A Gay-Friendly Church?

The one fortunate aspect of the bishop’s campaign against LGBT people is that it has been singularly ineffective. Polling by the Public Religion Research Institute makes clear that almost three-quarters of Catholics support either marriage equality or civil unions, and that we back legal protections for LGBT people in the workplace (73 percent), in the military (63 percent), and in adoptions (60 percent) by significant margins.

We are, in other words, an extremely gay-friendly church; and while it has taken a while for this fact to filter out beneath the bluster of our bishops and their lobbyists, political leaders have begun to take note. A Catholic governor and Catholic legislators made marriage equality a reality in New York. A Catholic governor and legislators passed civil unions into law in Illinois. Heavily Catholic Rhode Island passed a civil union bill over the protests of Bishop Thomas Tobin of Providence, and a Catholic governor has promised to permit same-sex couples to marry in Maryland, if the legislature will only put the bill on his desk.

A few days after Archbishop Gomez announced his opposition to the legislation requiring California schools to give an accurate recounting of the nation’s history. Gov. Jerry Brown, a Roman Catholic, signed it into law.

Those of us who support equality for LGBT people in civil society do so not in spite of our Catholic faith but because of it. We learned in childhood that Jesus moved freely among the outcast and the marginalized, that he warned his followers to judge not lest they be judged, and that he taught that our neighbor was not the priest who passed the beaten traveller on the other side of the road to avoid ritual impurity, but the hated Samaritan who bound up his wounds, and paid for his care.

We learned later that the Church’s teachings on social justice compelled us to act as advocates for fairness, justice, and individual dignity, that its teachings on politics instructed us to vote for the common good, and that in making moral decisions, we were to follow the promptings of our own well-formed consciences.

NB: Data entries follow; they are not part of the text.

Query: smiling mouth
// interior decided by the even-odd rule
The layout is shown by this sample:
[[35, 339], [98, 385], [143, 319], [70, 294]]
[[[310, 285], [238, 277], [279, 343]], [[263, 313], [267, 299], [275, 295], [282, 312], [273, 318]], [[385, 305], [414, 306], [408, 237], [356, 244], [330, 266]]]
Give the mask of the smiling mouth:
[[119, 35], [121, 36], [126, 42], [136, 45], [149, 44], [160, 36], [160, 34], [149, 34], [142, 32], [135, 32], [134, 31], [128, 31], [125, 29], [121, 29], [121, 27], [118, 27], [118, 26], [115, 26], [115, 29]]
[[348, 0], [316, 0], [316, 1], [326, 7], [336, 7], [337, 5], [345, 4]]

There are times, it seems, when our hierarchy is so committed to cultivating political power, and deploying our Church’s resources in contemporary culture wars, that they expect us to forget all of this. We won’t.

As Philadelphia Burns

Last week, the Vatican announced that it had appointed Archbishop Charles Chaput of Denver as the new archbishop of Philadelphia. The clergy abuse scandal that has badly damaged the hierarchy’s credibility is still spinning out of control in Philadelphia, and Pope Benedict XVI clearly thinks that Archbishop Chaput is the right man for a difficult job.

We would only note that in his previous post, he supported a parish priest who expelled a girl from a Catholic school because her parents were lesbians. The archbishop argued that parents must be able to cooperate with Catholic schools in the education of their children, and that those who do not embrace Church doctrine cannot do so.

This was not an argument he employed against Protestants, or non-Christians, or children whose parents had remarried after a divorce. It was employed exclusively against lesbian parents. Because in the theological universe that our bishops are constructing to support their personal biases, there is sin, and then there is gay sin, and gay sin is so much worse.